Brooklyn’s Samuel Cochran started a business from scratch based on values. Wanting to “deploy photovoltaics in an urban realm,” he launched Solar Ivy, customizable solar panels that can fit any building’s needs. The  “Solar Ivy” can be customized by density, angle, orientation and color. They can even take the form of ads. Below is a photo of Solar Ivy on a brownstone in Brooklyn.

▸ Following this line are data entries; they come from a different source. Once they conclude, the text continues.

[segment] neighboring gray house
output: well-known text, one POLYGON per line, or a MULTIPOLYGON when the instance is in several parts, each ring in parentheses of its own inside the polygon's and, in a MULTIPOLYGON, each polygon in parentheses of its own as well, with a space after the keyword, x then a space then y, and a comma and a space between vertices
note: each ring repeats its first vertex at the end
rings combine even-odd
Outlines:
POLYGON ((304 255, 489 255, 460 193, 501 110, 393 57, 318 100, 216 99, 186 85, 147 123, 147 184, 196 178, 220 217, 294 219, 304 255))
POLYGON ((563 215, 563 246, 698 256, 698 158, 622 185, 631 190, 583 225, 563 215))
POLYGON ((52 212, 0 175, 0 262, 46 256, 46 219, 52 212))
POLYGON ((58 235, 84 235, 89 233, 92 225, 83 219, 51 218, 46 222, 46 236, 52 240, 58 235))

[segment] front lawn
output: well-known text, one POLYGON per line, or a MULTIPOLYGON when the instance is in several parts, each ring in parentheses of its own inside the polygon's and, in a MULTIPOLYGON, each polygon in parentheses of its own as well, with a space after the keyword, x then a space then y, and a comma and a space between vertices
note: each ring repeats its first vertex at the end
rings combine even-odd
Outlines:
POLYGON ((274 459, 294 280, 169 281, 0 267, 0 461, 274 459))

Ben Brofman, a musician and progressive thinker, presented another amazing eco-conscious invention: the Global Thermostat, which extracts carbon directly out of the atmosphere. “She’s clunky but she works,” Brofman says about the invention, which is able to pull 400 ppm of carbon out of the air at a time. Brofman hopes to redefine how everybody thinks about carbon. “It’s not a pollutant, it’s an ingredient. It’s not a carcinogen but a commodity,” he says.

My favorite speech of the day was by “genetic architect” Karl Chu, who asked “Why is there something rather than nothing? “What is architecture?” Architecture is the structure of possible worlds. It is a concept as small as bacteria and as large as dinosaurs, from the outside in or the inside out. Existential architecture holds the expectations of what architecture should be as implicated by our expectations. Chu vigorously spoke of the multiplicity of language and how architecture is an extension of humanity. Genetic architecture is “man written large,” the construction of possible worlds and possible realities. “Being is the largest concept that encapsulates everything that exists,” he said, “up until now.” Now he explained, we have to treat our architecture like an artificial being. He finished his speech by redefining architecture as “The Global Brain.”

The day was tiring, but awe-inspiring. TEDx events are designed to give communities, organizations and individuals the opportunity to replicate TED-like experiences at the local level. The event took place yesterday at Pratt Institute, a private university specializing in architecture, art and design.